Supporters plan to revive legislativ­e attempts to ban what’s also known as the “trans panic” defense, in statehouse­s in Washington and New Jersey, where proposals haven’t yet received committee votes. Advocates also hope to make inroads in New York, Maryland, Michigan, Minnesota and Texas.

“The gay and trans ‘panic’ defenses are outdated relics reminiscen­t of a time when widespread antipathy was commonplac­e for LGBT individual­s. It asks jurors to find that a victim’s sexual orientatio­n or gender identity excuses the actions of a violent criminal,” said D’Arcy Kemnitz, the National LGBT Bar Associatio­n’s executive director. “Our nation’s courtrooms cannot truly be places where law rules supreme while these defenses are still allowed to persist.”

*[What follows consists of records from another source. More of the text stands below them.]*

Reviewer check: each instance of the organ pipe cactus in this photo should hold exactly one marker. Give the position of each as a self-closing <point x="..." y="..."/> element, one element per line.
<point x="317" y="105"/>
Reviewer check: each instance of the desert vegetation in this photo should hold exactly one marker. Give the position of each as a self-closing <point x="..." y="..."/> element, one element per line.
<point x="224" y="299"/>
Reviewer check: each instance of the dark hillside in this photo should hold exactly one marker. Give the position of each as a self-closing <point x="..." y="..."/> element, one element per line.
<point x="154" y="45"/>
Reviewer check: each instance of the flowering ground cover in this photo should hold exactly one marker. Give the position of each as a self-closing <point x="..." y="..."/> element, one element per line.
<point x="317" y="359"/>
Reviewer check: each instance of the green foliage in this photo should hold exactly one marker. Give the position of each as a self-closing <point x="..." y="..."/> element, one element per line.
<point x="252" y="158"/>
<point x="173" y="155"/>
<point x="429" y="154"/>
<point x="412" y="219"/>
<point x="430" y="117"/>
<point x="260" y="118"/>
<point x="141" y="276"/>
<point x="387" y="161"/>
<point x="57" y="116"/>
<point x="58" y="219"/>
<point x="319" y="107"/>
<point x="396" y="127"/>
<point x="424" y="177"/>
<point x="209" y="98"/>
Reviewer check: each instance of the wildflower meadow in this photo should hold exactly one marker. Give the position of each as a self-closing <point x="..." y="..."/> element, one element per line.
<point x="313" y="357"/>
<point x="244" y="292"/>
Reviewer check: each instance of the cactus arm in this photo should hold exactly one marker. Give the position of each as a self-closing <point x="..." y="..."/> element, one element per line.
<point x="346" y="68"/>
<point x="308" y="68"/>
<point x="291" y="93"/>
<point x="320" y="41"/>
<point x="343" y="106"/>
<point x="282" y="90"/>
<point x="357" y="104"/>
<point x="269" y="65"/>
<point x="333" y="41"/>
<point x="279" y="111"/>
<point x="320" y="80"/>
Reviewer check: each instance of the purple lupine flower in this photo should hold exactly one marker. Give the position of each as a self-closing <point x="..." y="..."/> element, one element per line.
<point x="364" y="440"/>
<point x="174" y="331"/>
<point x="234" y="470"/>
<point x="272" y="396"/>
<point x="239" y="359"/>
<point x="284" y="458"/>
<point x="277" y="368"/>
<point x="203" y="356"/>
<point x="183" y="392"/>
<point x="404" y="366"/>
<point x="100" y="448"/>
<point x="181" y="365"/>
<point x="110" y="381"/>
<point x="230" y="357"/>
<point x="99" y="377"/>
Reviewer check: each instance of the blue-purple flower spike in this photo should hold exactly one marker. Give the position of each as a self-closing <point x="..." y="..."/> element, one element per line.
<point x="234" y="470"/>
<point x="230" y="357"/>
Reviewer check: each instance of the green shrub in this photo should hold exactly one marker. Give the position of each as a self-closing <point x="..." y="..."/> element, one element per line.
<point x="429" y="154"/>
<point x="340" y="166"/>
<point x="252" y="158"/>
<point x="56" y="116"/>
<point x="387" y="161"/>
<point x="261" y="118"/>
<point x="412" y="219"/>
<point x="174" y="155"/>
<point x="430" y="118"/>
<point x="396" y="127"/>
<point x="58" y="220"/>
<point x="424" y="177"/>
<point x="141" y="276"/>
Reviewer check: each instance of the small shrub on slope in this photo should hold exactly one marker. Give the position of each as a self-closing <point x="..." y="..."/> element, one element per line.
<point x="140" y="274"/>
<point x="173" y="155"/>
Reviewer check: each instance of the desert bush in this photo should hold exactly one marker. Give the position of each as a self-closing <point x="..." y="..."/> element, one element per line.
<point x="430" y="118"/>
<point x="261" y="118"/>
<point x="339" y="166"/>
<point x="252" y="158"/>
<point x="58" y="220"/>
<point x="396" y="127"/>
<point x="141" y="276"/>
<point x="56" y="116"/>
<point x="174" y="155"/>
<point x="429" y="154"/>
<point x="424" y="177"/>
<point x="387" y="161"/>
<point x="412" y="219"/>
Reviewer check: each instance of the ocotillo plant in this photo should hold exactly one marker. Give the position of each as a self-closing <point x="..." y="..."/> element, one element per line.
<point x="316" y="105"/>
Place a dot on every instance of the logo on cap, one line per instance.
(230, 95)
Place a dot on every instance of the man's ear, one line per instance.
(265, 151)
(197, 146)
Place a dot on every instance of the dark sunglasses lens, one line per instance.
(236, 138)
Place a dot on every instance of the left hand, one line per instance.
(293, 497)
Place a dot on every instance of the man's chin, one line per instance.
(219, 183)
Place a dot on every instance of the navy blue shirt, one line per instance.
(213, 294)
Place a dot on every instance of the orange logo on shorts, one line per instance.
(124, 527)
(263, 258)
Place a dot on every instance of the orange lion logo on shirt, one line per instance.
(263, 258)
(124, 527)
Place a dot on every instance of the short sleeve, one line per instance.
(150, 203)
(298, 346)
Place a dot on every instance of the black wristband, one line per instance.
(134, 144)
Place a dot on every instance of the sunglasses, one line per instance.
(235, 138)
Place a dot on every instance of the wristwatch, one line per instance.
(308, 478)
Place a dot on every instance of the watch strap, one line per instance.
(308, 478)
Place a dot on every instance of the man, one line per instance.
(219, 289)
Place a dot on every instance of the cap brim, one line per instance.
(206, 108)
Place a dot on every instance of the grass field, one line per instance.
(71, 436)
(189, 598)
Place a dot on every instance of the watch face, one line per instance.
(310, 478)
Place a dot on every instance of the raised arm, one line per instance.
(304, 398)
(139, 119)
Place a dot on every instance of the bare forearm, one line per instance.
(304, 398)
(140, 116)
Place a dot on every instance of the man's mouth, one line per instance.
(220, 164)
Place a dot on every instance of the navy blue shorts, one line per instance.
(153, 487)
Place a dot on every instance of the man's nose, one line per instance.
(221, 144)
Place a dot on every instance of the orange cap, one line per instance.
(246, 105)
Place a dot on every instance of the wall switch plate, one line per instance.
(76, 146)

Such “panic” defenses have come up in court opinions in about half of U.S. states since the 1960s, according to a 2016 study by the Williams Institute at the University of California Los Angeles’ law school. But the defense is hard to track and identify. No state recognizes it as a free-standing defense in the criminal code and it’s often used in conjunctio­n with insanity or self-defense claims.

The American Bar Associatio­n called for a prohibitio­n in 2013. California outlawed the defense in 2014.